Confirming Clayton could help shore up enough votes from Democrats to extend a government surveillance program that expired last Friday over opposition to Trump’s pick for acting director, Bill Pulte.

“He will come out of the committee Thursday, at least hopefully, and then if we get consent, we can move,” Senate Majority Leader John Thune said in an interview Monday about Clayton, who Trump only nominated for the job late last week.

Democrats “ought to be happy with Clayton,” said Thune, adding that he’s a “good” and “solid” pick.

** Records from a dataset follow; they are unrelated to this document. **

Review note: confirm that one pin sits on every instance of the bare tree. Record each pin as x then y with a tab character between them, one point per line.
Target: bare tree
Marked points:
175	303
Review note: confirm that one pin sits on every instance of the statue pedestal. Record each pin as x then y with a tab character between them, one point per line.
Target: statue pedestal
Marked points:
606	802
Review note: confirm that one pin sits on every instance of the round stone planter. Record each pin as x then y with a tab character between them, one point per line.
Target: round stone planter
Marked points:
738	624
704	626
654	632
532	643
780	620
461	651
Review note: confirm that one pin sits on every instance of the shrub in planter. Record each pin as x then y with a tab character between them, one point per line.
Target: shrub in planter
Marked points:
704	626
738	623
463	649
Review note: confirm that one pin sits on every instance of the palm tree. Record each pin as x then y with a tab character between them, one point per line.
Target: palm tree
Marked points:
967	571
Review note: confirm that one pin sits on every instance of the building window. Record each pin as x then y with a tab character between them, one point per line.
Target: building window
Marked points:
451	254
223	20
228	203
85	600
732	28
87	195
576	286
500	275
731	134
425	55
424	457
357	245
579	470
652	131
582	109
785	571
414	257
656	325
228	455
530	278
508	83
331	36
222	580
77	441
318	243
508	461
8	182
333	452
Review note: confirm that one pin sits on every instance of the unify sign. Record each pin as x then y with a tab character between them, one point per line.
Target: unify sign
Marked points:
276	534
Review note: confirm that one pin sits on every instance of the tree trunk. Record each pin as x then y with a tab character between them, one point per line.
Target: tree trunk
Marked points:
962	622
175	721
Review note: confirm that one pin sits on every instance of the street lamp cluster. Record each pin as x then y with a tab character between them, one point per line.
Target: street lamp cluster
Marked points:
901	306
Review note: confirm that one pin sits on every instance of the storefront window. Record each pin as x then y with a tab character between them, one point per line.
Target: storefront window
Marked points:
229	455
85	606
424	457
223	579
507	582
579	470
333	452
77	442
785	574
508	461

Sen. Mark Warner of Virginia, the top Democrat on the Senate Intelligence Committee, floated Sunday to CBS News that Clayton could be confirmed this week if every senator cooperates.

Senate Intelligence will hold a hearing Wednesday on Clayton’s nomination. If every member of the panel agrees, he could then get a committee vote Thursday. Confirming Clayton on the Senate floor hours later would require getting agreement from every senator to speed up the process. Opposition from a single member will punt Clayton’s confirmation to next week.

Confirming Clayton Thursday would, crucially, limit — and potentially circumvent — Pulte from becoming acting director of national intelligence, which Trump has slated to take place Friday, June 19.

The president’s decision to put Pulte in charge after Tulsi Gabbard’s departure at the helm of the Office of National Intelligence sparked bipartisan pushback, with Democrats saying they will withhold support for extending Section 702 of the Foreign Intelligence Surveillance Act while Pulte is in the acting role. Congress allowed the key government spy authority lapse last Friday without a deal.

Trump threw another curveball into a FISA extension over the weekend when he posted on social media that he was against reauthorizing Section 702 unless a GOP elections bill is attached. That bill, known as the SAVE America Act, does not have the votes to get through Congress.

Thune threw cold water Monday on tying the two issues together.

“Yeah, he’s, as you know, passionate about getting that done and wants to use every opportunity to take a shot at it,” Thune said of Trump and his desire to enact the elections bill.

But, Thune said, “we can’t get FISA done” if the policies are linked.